6) Export or capture the structured schedule for review
If DocketMath provides a download/export or copyable schedule:
- Capture the full payment table (date + amount)
- Capture the parameters used (frequency, discount assumption, start date, and any phase inputs)
- Capture any timing/SOL baseline indicator tied to **Ark. Code Ann. § 5-1-109(b)(2)
That way, you can compare scenarios without re-entering everything.
Common pitfalls
Structured settlement modeling is math-heavy and timing-sensitive. These are the most common issues when running the Arkansas workflow in DocketMath:
The provided Arkansas jurisdiction data includes only the general/default baseline:
- 6 years
- **Ark. Code Ann. § 5-1-109(b)(2)
If no claim-type-specific sub-rule is provided, treat the calculator as using the general baseline.
A small date shift changes which payments arrive earlier vs. later, which can affect both timing indicators and present value.
For example: selecting monthly frequency but entering a count that was meant for yearly payments will change the total duration and schedule.
Two plans can have the same nominal payouts but different present values if discount rate assumptions differ.
If the plan changes over time, enter those phases explicitly if DocketMath supports it—don’t average different installments into one number.

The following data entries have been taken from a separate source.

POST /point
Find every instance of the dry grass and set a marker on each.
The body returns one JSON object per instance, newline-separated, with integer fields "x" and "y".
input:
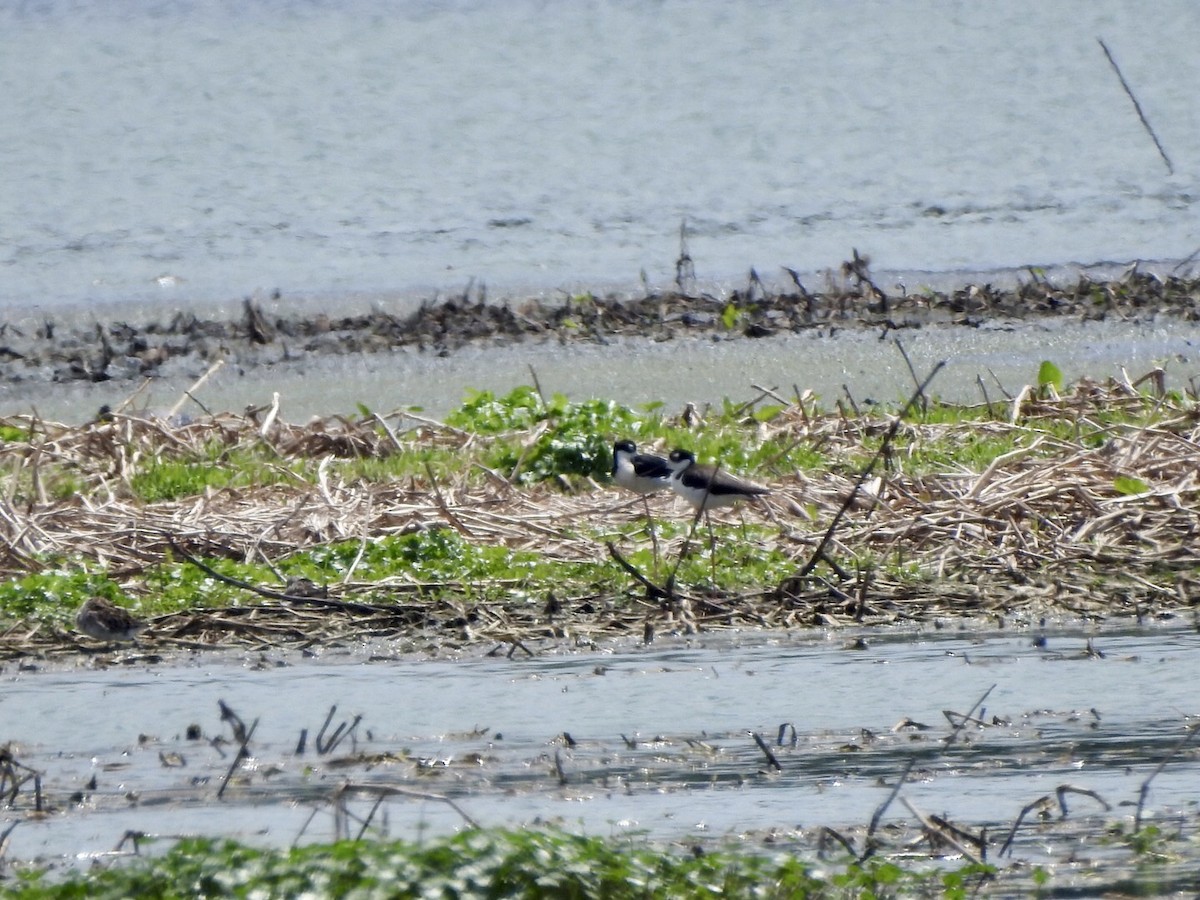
{"x": 1050, "y": 527}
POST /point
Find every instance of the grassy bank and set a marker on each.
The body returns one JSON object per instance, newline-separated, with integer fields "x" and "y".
{"x": 499, "y": 523}
{"x": 490, "y": 864}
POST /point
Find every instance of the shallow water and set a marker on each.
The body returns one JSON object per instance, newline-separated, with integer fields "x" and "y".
{"x": 661, "y": 735}
{"x": 174, "y": 154}
{"x": 1001, "y": 355}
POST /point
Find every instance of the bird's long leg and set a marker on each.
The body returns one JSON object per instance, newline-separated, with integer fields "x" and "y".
{"x": 654, "y": 537}
{"x": 712, "y": 546}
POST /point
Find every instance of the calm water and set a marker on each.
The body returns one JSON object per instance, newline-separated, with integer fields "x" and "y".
{"x": 178, "y": 154}
{"x": 489, "y": 731}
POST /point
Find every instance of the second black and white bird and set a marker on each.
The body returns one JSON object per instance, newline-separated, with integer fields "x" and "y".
{"x": 707, "y": 486}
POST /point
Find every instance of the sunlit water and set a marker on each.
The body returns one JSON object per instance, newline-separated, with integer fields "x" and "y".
{"x": 177, "y": 154}
{"x": 663, "y": 735}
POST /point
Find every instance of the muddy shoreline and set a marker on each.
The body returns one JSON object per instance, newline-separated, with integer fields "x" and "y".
{"x": 71, "y": 351}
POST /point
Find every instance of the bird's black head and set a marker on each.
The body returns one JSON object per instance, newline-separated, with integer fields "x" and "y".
{"x": 679, "y": 456}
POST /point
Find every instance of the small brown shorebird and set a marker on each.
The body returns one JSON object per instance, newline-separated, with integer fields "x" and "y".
{"x": 706, "y": 486}
{"x": 102, "y": 621}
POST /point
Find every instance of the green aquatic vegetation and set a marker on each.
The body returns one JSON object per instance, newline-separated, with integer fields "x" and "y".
{"x": 1049, "y": 376}
{"x": 571, "y": 438}
{"x": 12, "y": 433}
{"x": 477, "y": 864}
{"x": 490, "y": 864}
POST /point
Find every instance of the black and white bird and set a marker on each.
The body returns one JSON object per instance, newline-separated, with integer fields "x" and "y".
{"x": 707, "y": 486}
{"x": 640, "y": 473}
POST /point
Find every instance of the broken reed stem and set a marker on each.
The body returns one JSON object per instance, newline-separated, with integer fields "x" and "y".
{"x": 1137, "y": 106}
{"x": 820, "y": 552}
{"x": 237, "y": 759}
{"x": 907, "y": 769}
{"x": 1144, "y": 791}
{"x": 766, "y": 751}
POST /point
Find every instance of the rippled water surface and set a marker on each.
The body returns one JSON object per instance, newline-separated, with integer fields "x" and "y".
{"x": 177, "y": 154}
{"x": 660, "y": 737}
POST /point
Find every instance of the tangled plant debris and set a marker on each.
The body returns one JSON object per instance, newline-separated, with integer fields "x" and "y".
{"x": 249, "y": 531}
{"x": 186, "y": 345}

Warning: Don’t use structured settlement outputs as a definitive legal determination. DocketMath helps model structure and timing; it doesn’t replace jurisdiction-specific legal analysis.
Try it
Use this quick scenario checklist to run your first Arkansas structured settlement computation in DocketMath:
- 6 years using **Ark. Code Ann. § 5-1-109(b)(2)
- No claim-type-specific sub-rule is included in the provided jurisdiction data, so the general/default period is used
Want to stress-test your model quickly? Create 2–3 runs that differ in only one variable:
- Run A: original first payment date
- Run B: first payment moved forward by 3 months
- Run C: end date extended by 1 year
Compare present value and any timing/SOL flags to see whether the results are driven more by cash flow timing or by value allocation.